The trick wasn't universal. The ginger and scallion noodles, wheat noodle threads glazed with just a tint of oyster sauce and radiating the sparks of ginger matchsticks, was better on its own. But the vinegar splash was essential for all the rice noodle dishes — especially the odd "needle" noodles, shaped like inflated bean sprouts, giving chewy bounce to the snappy shrimp and pork.

One should also take note of the elegant hand Sei has with more delicate ingredients. His velvety white seafood-tofu soup weaves complexity from contrasting textures and soft-spoken flavors, the silky tofu and pristine broth a pale canvas for snappy pink shrimp, the briny spring of fish cake, the chew of rehydrated mushrooms, the spicy green crunch of scallions.

Sei's touch with fillets of flounder was particularly memorable. Marinated in a sesame-tinged haze of cornstarch and egg white, those meaty wok-fried fillets were fantastic alongside snappy pods of big Chinese okra, and even better layered between tubes of meltingly soft Asian eggplants turned dark, sweet, and tangy in a glaze of garlic sauce studded with black beans.

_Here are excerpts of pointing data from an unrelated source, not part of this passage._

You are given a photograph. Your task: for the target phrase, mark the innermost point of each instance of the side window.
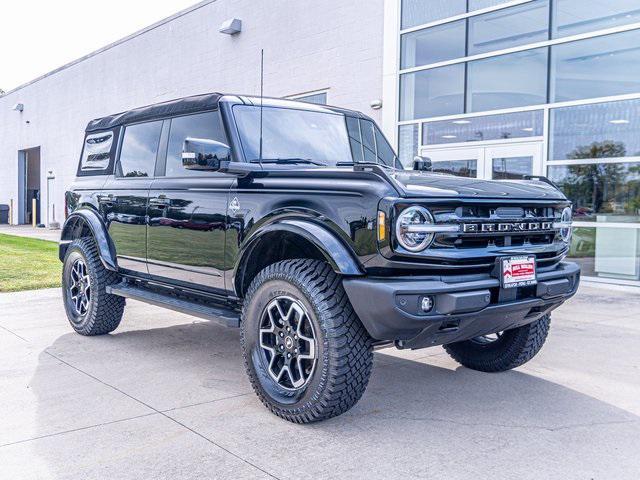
(368, 141)
(96, 154)
(139, 150)
(355, 140)
(385, 153)
(204, 126)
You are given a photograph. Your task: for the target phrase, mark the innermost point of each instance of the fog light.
(426, 304)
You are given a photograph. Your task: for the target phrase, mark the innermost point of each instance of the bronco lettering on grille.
(507, 227)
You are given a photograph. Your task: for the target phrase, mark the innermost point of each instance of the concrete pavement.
(30, 232)
(165, 396)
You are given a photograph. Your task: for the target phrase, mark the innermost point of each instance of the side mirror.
(204, 154)
(422, 163)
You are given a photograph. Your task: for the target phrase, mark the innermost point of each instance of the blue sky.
(37, 36)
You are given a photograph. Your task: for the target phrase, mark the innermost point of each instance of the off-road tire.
(513, 349)
(344, 355)
(105, 311)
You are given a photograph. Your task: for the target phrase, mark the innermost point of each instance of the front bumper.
(464, 306)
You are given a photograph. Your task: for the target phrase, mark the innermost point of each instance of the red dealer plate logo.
(518, 271)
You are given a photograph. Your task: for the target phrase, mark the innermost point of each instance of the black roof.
(180, 106)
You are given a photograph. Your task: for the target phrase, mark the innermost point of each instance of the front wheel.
(90, 309)
(501, 351)
(306, 352)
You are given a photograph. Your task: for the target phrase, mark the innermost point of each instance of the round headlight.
(565, 224)
(409, 233)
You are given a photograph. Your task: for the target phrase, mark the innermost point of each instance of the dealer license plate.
(518, 271)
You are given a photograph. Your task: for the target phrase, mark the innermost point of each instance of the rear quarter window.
(98, 153)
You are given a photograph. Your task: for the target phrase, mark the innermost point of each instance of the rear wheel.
(90, 309)
(307, 354)
(501, 351)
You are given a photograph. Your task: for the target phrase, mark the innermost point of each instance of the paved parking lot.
(165, 396)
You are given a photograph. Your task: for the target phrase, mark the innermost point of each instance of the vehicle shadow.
(422, 405)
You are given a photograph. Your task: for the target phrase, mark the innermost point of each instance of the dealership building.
(487, 89)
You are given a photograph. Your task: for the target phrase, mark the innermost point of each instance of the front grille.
(489, 231)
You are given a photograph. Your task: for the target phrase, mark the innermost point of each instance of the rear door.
(187, 210)
(125, 196)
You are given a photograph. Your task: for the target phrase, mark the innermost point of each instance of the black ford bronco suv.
(297, 223)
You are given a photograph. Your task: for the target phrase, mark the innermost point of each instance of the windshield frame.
(342, 161)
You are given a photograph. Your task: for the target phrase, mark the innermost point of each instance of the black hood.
(428, 184)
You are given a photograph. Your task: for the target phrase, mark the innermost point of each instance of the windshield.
(292, 135)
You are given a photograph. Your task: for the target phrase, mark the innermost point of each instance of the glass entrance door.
(491, 162)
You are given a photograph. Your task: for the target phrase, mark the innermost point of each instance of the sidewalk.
(29, 231)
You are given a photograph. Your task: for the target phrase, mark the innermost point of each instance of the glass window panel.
(571, 17)
(512, 168)
(432, 93)
(479, 129)
(204, 125)
(459, 168)
(317, 98)
(355, 138)
(407, 144)
(480, 4)
(607, 252)
(508, 81)
(139, 150)
(597, 67)
(600, 192)
(510, 27)
(433, 45)
(601, 130)
(96, 154)
(418, 12)
(368, 141)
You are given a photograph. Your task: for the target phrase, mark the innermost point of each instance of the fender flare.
(92, 220)
(335, 252)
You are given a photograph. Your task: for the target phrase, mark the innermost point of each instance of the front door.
(491, 162)
(187, 210)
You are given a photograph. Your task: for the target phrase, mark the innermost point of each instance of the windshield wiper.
(289, 161)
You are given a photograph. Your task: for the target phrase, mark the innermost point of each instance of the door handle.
(160, 201)
(107, 199)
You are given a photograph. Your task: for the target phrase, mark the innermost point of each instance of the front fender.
(334, 251)
(77, 223)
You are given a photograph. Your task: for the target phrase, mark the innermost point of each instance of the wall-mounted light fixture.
(231, 26)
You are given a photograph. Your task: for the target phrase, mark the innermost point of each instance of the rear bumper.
(464, 307)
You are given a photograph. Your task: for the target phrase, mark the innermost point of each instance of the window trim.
(117, 169)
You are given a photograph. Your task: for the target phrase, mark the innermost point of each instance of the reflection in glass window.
(418, 12)
(316, 98)
(601, 130)
(407, 144)
(510, 27)
(139, 150)
(508, 81)
(512, 168)
(479, 129)
(597, 67)
(432, 93)
(459, 168)
(571, 17)
(480, 4)
(433, 45)
(601, 192)
(205, 126)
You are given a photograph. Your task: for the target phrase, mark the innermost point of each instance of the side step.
(220, 314)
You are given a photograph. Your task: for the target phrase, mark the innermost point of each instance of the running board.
(219, 314)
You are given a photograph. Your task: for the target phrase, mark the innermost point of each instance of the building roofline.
(153, 26)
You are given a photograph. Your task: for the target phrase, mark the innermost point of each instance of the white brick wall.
(309, 45)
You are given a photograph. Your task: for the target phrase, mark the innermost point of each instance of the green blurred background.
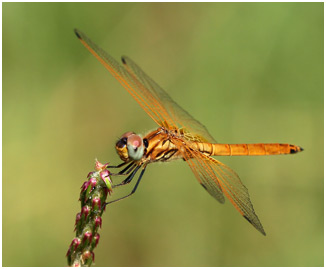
(251, 72)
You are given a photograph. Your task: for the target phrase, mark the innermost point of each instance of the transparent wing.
(219, 179)
(151, 97)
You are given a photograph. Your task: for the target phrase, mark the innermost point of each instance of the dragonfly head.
(130, 147)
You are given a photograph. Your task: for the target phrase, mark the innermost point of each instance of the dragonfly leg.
(117, 166)
(123, 171)
(129, 178)
(135, 187)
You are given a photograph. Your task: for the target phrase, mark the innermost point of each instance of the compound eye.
(122, 142)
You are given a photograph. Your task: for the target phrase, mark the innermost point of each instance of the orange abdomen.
(252, 149)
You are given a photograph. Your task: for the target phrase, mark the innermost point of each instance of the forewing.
(217, 178)
(127, 80)
(178, 116)
(151, 97)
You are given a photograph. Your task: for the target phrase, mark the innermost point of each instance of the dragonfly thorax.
(130, 147)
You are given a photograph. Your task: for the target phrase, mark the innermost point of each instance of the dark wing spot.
(292, 151)
(203, 186)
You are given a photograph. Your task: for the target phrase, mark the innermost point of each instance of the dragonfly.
(179, 136)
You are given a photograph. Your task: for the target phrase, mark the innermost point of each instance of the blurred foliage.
(251, 72)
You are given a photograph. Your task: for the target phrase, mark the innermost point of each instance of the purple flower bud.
(84, 186)
(78, 217)
(105, 175)
(97, 239)
(99, 166)
(93, 181)
(73, 246)
(85, 211)
(98, 221)
(90, 174)
(86, 255)
(87, 236)
(96, 203)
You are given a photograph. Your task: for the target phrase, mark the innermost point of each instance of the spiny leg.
(123, 171)
(135, 187)
(118, 166)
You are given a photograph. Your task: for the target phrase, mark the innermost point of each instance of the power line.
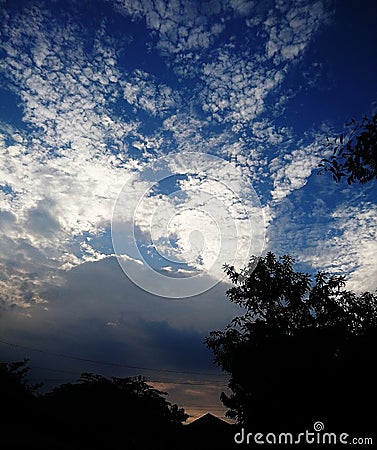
(106, 363)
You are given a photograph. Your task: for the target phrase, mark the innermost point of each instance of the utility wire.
(106, 363)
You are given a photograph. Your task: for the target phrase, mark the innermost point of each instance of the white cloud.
(350, 247)
(292, 171)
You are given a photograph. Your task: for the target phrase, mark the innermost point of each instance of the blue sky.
(156, 141)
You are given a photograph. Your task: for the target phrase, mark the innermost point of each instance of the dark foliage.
(304, 350)
(94, 412)
(355, 155)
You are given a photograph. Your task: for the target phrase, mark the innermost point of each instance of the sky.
(146, 143)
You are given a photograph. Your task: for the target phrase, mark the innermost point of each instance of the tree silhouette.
(18, 404)
(354, 156)
(103, 412)
(303, 350)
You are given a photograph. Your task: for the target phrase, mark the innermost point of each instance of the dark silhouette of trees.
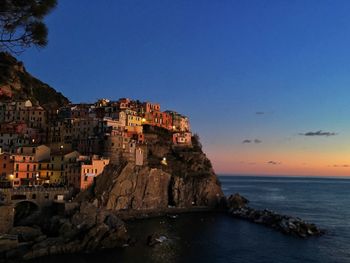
(21, 24)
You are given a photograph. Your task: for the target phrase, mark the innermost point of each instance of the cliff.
(187, 179)
(17, 84)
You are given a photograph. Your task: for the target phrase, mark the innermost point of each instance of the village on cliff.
(70, 147)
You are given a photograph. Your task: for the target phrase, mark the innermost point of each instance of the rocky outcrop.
(136, 188)
(17, 84)
(89, 229)
(286, 224)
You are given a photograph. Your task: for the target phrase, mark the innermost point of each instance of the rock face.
(17, 84)
(187, 180)
(286, 224)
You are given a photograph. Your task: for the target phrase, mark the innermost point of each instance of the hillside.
(17, 84)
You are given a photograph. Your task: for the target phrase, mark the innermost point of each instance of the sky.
(265, 83)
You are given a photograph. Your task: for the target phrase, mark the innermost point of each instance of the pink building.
(182, 138)
(84, 173)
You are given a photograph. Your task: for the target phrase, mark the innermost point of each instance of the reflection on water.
(220, 238)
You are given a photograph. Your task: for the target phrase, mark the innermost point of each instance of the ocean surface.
(219, 238)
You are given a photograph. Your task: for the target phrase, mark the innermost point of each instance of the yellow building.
(59, 166)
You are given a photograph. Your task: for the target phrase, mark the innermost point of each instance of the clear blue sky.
(219, 62)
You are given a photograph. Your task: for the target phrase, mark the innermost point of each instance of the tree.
(21, 24)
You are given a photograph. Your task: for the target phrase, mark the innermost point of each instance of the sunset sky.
(266, 84)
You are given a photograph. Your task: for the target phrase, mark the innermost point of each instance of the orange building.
(82, 175)
(6, 167)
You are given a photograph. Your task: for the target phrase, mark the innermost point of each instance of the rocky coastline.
(289, 225)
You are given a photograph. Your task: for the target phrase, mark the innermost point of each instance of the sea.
(213, 237)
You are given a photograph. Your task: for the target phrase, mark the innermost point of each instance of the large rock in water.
(17, 84)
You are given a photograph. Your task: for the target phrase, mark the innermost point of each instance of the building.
(180, 122)
(26, 164)
(83, 174)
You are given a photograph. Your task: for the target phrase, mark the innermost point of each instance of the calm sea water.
(220, 238)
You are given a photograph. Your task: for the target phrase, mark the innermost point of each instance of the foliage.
(21, 24)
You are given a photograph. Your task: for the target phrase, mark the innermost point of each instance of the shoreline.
(146, 213)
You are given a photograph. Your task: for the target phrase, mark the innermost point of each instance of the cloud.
(341, 165)
(252, 141)
(318, 133)
(274, 163)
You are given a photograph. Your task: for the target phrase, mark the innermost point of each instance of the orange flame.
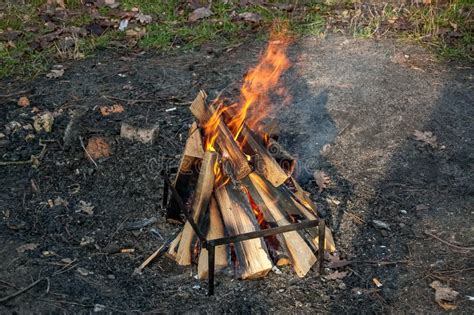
(255, 94)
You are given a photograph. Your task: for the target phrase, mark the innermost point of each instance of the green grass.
(171, 29)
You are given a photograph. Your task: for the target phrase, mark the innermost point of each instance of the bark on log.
(301, 255)
(252, 258)
(215, 231)
(202, 196)
(187, 172)
(284, 159)
(225, 139)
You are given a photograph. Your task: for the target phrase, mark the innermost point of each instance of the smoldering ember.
(236, 157)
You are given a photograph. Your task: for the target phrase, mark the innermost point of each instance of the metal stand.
(210, 245)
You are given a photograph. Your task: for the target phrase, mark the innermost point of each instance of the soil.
(356, 106)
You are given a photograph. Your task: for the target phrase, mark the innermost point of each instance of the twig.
(23, 290)
(33, 158)
(88, 155)
(447, 243)
(157, 253)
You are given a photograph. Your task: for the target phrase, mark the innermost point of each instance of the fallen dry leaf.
(83, 271)
(444, 295)
(337, 262)
(23, 101)
(112, 109)
(43, 122)
(422, 207)
(336, 275)
(426, 137)
(97, 148)
(86, 207)
(25, 247)
(56, 72)
(199, 14)
(143, 18)
(250, 17)
(322, 180)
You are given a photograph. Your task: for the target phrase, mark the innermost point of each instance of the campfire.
(235, 179)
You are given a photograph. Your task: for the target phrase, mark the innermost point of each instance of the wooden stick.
(225, 139)
(157, 253)
(203, 194)
(301, 255)
(252, 258)
(216, 230)
(173, 248)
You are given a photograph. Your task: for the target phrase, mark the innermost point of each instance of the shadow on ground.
(355, 107)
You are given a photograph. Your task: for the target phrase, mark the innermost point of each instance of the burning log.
(252, 258)
(284, 159)
(186, 175)
(201, 200)
(225, 140)
(300, 254)
(215, 231)
(171, 253)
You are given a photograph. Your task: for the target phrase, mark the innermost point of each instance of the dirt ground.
(356, 106)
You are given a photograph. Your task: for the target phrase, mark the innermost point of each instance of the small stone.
(138, 129)
(86, 240)
(29, 137)
(67, 261)
(84, 272)
(23, 101)
(381, 225)
(43, 122)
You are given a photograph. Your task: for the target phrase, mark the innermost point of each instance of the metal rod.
(263, 233)
(322, 241)
(182, 207)
(211, 259)
(164, 203)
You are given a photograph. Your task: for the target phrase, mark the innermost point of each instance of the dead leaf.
(112, 109)
(426, 137)
(97, 148)
(23, 101)
(143, 18)
(135, 32)
(322, 180)
(43, 122)
(337, 262)
(86, 207)
(56, 72)
(84, 272)
(199, 14)
(67, 261)
(25, 247)
(60, 202)
(422, 207)
(336, 275)
(86, 240)
(444, 295)
(377, 282)
(250, 17)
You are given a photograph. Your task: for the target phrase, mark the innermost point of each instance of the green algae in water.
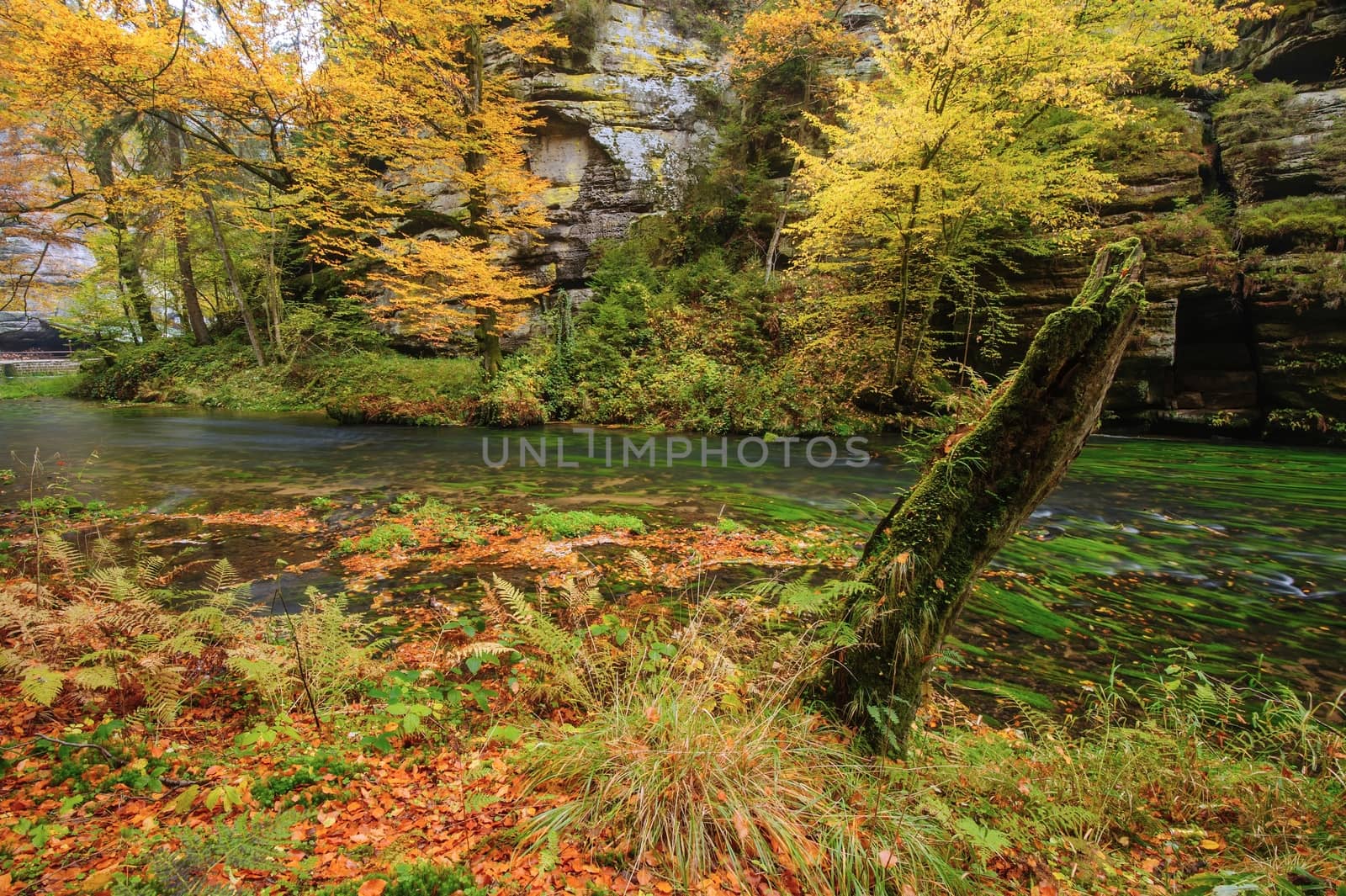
(1237, 549)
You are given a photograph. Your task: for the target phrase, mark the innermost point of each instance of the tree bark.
(232, 276)
(489, 342)
(182, 244)
(925, 557)
(101, 147)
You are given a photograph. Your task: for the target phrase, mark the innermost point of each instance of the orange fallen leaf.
(374, 887)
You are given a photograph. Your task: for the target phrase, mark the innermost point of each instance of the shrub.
(572, 523)
(513, 397)
(101, 631)
(380, 540)
(421, 879)
(314, 660)
(1298, 221)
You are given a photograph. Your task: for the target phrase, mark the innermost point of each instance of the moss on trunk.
(925, 557)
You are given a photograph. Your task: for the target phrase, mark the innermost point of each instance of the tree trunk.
(925, 557)
(232, 276)
(101, 148)
(489, 343)
(182, 242)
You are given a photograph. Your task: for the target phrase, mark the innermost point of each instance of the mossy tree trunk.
(925, 557)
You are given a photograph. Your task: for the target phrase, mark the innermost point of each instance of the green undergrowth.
(38, 386)
(1309, 221)
(697, 745)
(376, 385)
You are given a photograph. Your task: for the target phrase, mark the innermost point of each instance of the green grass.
(38, 386)
(377, 386)
(380, 540)
(572, 523)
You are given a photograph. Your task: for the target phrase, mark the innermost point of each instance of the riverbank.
(384, 386)
(619, 725)
(38, 386)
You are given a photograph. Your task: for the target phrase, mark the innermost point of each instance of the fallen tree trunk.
(925, 557)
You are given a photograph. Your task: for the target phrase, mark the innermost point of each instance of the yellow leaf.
(374, 887)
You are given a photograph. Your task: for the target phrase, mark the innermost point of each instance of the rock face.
(20, 332)
(623, 121)
(1243, 221)
(1244, 228)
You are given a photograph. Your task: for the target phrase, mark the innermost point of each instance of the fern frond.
(94, 677)
(478, 649)
(40, 684)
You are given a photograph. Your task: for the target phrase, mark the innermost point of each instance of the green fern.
(40, 684)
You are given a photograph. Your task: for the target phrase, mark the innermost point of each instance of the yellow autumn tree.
(975, 146)
(365, 146)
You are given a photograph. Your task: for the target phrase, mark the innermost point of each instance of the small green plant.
(727, 527)
(572, 523)
(380, 540)
(248, 844)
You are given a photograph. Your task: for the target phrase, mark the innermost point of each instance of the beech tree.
(925, 557)
(370, 140)
(975, 147)
(975, 143)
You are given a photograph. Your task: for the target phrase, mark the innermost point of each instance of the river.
(1235, 550)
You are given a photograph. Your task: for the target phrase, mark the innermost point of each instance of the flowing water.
(1235, 549)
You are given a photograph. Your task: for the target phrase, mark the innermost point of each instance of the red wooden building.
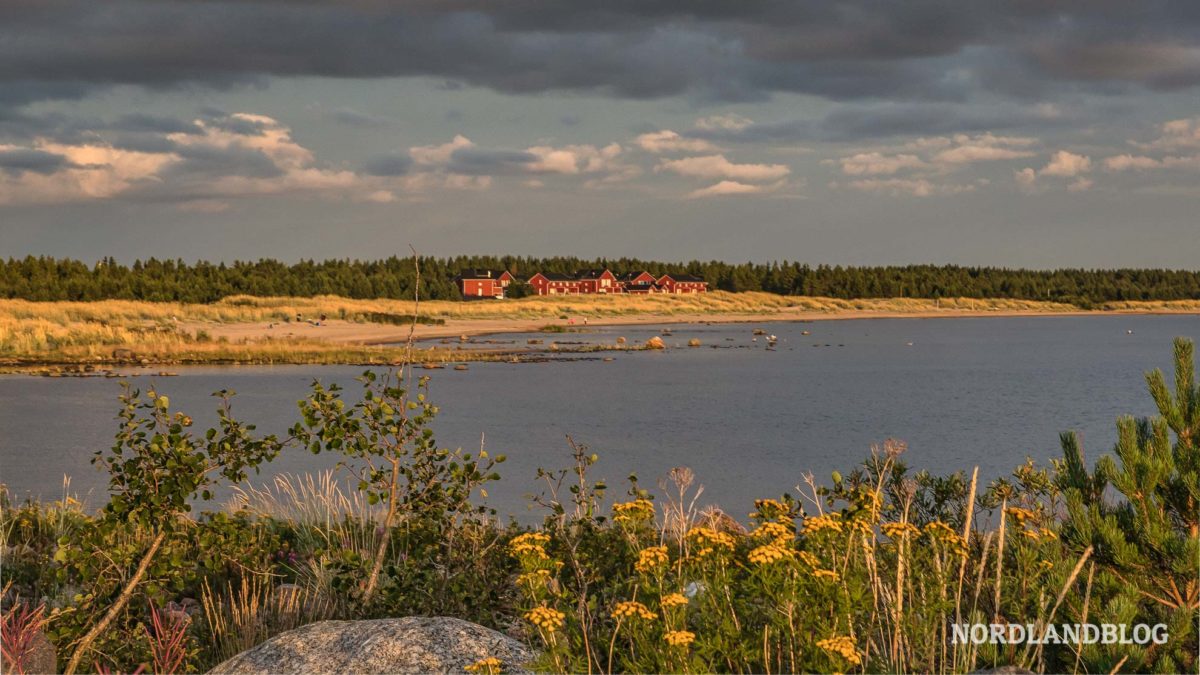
(553, 284)
(598, 281)
(639, 282)
(484, 282)
(683, 284)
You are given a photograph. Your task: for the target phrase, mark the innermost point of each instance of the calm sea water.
(749, 422)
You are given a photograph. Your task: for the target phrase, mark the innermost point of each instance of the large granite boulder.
(414, 644)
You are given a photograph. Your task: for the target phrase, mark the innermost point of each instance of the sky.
(1036, 133)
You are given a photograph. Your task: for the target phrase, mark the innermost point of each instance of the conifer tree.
(1140, 511)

He's so deft with fish, I'm eager to one day taste what he can do with more luxurious ingredients. But with a humble price ceiling of $10 a dish, and ever aware of the cost-conscious expectations his choice location in Chinatown's underbelly brings, he offers an ideal solution for this BYO town: Buy your own lobster, crabs, or whole fish next door, and he'll cook it for just a few dollars.

"I'm next to a market, you know," Sei says, "so everything is, like, fresh!"